And it has worked out. His experiences there thusfar, while not always easy, have far exceeded my hopes.  He is doing very well. He likes his school. He wants to go. He doesn't complain. His teacher is kind and caring,  as are the staff who support him. And they behave the same toward me.  I am finding the positive attitude in Finbar's school that I thought I would only find at the Christian schools. Upon reflection, I am now not even sure that he or I would have been met with the same support at any of those schools.  So perhaps God was watching out for us after all.  For it has been my experience that Christians, like any faith, can behave as a sort of  "club".   For some groups, you are either a Believer and behave as such 24/7 or you are not a true member of the church.  Well, we live on the fringe. We don't, we can't, belong to any clubs by nature of our situation.

So after a long vacation last summer, we decided not to return to the church we had been attending. It just did not feel right for us, especially for Finbar.  Going to church and finding fellowship with others simply should not have to be so hard. I knew that if God wanted us attending church somewhere that he would show us.  Long story short, out of the blue, a former preschool teacher of Finbar's offered to go to Sunday school with him. This was right as Kindergarten was starting.  I took this opportunity to attend a new church that I had been wanting to try.  Turns out that this church's Sunday School has "bible bucks" that the kids can earn for things like bringing their bibles, doing bible homework, etc. They can then purchase trinkets at the church when Sunday School is over. 'Nuf said. That was just the trick needed for Finbar to get motivated to behave and work at Sunday school. He can't wait to go each Sunday and earn his bucks. The Sunday School staff were only too welcoming, one teacher even insisted I attend the service even though we did not have an aide for Finbar that day.  God bless her for taking Finney on, I know that he was not easy that day for her.

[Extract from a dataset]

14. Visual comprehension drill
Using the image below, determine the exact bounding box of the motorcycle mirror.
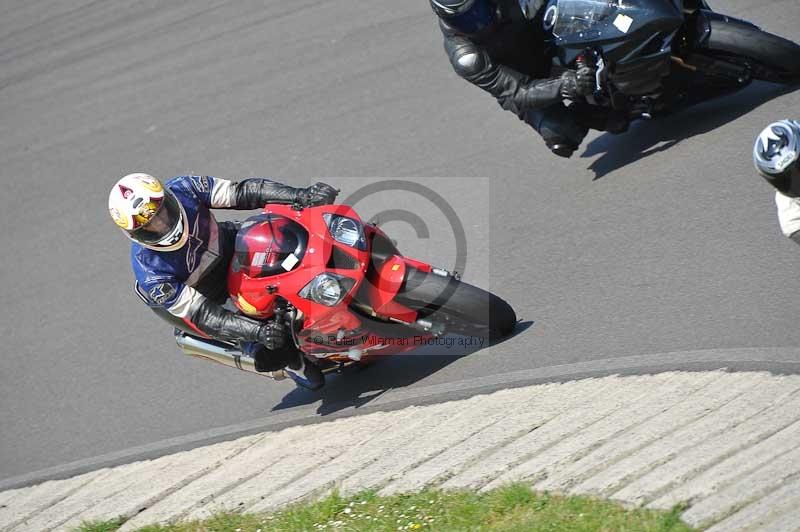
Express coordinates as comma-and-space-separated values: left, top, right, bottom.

It is difficult to describe the comfort one feels when finding a church that feels peaceful and accepting, not club-like.  Come as you are. Bring your child with autism, we'll do what we can for you.  That is what we needed and that is what we have found in this church and its teachings.  I hang onto every word from the Pastor. And God speaks to me through him. And He is healing me, week by week with His Word. And He is healing my son's spirit too. "I am going to live forever because I believe in Jesus Christ", Finbar says.  In Finbar's black and white world, it is written (in the Bible), therefore it is.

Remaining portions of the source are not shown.